Hey all, haven't seen much about the Wonder Drive, so I wanted to post a link to a quick video and a little bit about the build.

I'm a beginner at this stuff, and still practicing and trying to get better. Wire lengths will need tidying up, but I'm still just happy to plug stuff in and have it actually turn on/work.

I'd say this is a good early drive pedal to build as it's not too difficult, there aren't too many components, and it sounds really great. I play a lot of low tuned heavy music, so having something to tighten up that low end and add some aggression to the palm mutes is very welcome (similar in vibe to a Horizon Devices Precision Drive).

From what I can tell, the circuit has been revised a bit over time, and this is the most current revision as of June 2020.
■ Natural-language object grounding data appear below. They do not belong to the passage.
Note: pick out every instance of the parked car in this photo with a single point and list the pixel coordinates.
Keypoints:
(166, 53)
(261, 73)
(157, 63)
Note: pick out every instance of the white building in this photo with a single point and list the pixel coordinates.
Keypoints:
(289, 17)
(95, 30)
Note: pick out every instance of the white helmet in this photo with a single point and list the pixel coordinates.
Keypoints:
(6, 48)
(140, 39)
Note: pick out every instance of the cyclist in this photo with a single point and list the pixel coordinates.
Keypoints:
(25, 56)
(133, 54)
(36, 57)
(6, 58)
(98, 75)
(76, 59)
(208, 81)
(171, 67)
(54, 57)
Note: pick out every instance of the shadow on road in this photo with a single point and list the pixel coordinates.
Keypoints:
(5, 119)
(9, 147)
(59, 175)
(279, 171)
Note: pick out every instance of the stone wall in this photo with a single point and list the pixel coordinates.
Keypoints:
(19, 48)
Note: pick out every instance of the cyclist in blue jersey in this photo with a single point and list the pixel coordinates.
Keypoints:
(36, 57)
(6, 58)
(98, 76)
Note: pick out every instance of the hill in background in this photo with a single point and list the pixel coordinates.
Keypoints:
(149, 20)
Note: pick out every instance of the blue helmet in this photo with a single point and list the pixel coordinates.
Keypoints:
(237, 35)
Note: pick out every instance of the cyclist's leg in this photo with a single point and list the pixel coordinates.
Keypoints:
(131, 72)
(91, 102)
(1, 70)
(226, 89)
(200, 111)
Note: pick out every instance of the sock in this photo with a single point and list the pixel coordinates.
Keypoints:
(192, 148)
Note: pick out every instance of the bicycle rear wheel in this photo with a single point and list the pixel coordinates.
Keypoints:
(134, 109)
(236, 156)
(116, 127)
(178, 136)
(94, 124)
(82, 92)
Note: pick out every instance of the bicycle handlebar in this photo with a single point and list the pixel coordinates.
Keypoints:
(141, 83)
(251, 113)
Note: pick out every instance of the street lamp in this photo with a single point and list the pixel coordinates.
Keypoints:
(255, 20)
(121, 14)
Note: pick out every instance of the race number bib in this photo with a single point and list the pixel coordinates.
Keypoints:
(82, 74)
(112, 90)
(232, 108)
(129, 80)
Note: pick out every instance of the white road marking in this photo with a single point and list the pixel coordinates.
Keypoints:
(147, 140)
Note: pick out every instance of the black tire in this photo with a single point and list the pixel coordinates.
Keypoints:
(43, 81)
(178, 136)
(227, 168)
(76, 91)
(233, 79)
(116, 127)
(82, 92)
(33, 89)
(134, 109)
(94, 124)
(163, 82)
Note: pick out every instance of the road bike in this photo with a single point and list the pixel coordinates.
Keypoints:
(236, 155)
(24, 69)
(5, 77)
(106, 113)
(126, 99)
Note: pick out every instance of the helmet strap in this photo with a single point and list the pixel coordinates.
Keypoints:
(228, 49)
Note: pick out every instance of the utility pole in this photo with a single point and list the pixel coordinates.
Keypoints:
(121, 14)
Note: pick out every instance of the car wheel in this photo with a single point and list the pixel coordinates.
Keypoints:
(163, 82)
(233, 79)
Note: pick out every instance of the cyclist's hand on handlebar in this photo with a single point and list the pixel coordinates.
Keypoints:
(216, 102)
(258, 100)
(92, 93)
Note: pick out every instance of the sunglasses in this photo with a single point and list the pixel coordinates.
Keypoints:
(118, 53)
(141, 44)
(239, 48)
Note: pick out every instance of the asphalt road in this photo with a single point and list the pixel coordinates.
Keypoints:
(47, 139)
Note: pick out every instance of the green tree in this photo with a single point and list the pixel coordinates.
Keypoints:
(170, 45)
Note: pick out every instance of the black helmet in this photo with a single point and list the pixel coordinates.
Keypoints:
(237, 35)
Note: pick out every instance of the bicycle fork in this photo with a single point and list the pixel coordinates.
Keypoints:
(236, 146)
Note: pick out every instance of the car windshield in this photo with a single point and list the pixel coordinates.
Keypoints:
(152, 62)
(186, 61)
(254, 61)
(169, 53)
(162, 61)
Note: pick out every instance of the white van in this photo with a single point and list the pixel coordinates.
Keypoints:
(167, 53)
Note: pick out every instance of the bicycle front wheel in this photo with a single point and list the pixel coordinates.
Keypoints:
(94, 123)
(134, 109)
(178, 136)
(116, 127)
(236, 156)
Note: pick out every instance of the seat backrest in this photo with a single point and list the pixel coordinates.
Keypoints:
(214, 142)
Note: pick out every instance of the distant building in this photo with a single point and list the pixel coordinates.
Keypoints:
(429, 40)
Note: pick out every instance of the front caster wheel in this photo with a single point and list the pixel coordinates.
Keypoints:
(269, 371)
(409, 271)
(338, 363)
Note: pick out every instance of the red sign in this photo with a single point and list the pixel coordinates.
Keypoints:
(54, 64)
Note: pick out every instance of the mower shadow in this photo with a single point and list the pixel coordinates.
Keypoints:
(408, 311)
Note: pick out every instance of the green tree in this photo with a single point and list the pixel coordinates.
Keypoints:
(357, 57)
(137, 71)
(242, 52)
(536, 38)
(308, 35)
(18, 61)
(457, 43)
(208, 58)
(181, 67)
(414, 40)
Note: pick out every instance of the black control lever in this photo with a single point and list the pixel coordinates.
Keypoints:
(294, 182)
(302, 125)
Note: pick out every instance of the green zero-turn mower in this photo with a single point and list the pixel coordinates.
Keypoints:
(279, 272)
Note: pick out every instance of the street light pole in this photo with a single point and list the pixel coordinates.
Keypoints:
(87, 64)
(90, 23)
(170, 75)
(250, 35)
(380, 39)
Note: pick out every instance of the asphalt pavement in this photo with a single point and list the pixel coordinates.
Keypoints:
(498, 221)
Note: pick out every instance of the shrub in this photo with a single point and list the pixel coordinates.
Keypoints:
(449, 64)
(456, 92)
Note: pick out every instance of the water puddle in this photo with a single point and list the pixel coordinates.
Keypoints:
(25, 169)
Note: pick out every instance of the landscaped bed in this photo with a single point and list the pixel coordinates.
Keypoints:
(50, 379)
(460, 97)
If you're looking for something with some gain, but a lot of tone shaping to tighten things up, the Wonder Drive is an excellent choice.

Quick video: 




Photo of the insides:


----------



## twebb6778 (Jun 23, 2020)

Sounds great and looks awesome, nice work!


----------



## Barry (Jun 23, 2020)

Good job


----------



## byrnej (Jun 24, 2020)

I really enjoy my Savage Drive and it's a staple on my board. I use it to tighten the slightly flabby dirt channel on my amp for tighter metal sounds. I have a V3 Savage and the Wonder Drive clone I built sounds almost identical. I think there is a bit of difference on the dirt channels. I can get the same sounds but I have to roll off the dirt channel more on the clone. Maybe I misread a value or something when building it. Anyways, it's a fantastic pedal. I'm waiting on some parts and then going to get a Precision Drive clone going... but I have too many ODs on my board already...


----------



## Danbieranowski (Jun 25, 2020)

I’m curious how different the circuit is between the Wonder Drive and the Savage Drive. I do recall another post saying that the Savage Drive didn’t have much gain and some suggestions for component swaps by the main PedalPCB account, so I wonder if that’s where the “more dirt” comes from.


----------



## HamishR (Jun 25, 2020)

I LOVE those graphics. That's my kinda pedal!


----------



## byrnej (Jun 25, 2020)

It's almost like an low gain and EQ boost if that makes sense (or I'm talking out of ass). It does add some gain but unless I dime everything it will keep the clean channel of my amp right around the edge of breakup, unlike the other overdrive on my board. Paired with my amp it's best boosting and tightening both of the dirt channels--just gives it that extra aggression it needs--but I also like it on the clean channel using my neck pickup mixed with effects like delay or a phaser.


----------



## Danbieranowski (Jun 25, 2020)

byrnej said:


> It's almost like an low gain and EQ boost if that makes sense (or I'm talking out of ass). It does add some gain but unless I dime everything it will keep the clean channel of my amp right around the edge of breakup, unlike the other overdrive on my board. Paired with my amp it's best boosting and tightening both of the dirt channels--just gives it that extra aggression it needs--but I also like it on the clean channel using my neck pickup mixed with effects like delay or a phaser.


That’s how I use it as well. There’s not a lot of gain on top, but a ton of sculpting capabilities for tightening up palm mutes, which is perfect for me as my bands tune between B and G#.


----------



## Danbieranowski (Jun 25, 2020)

HamishR said:


> I LOVE those graphics. That's my kinda pedal!


Thanks! Just bought an alphabet rubber stamp set and black StazOn ink pad. Easy and to the point, and looks better than label maker labels.


----------



## HamishR (Jul 2, 2020)

It sure does!


----------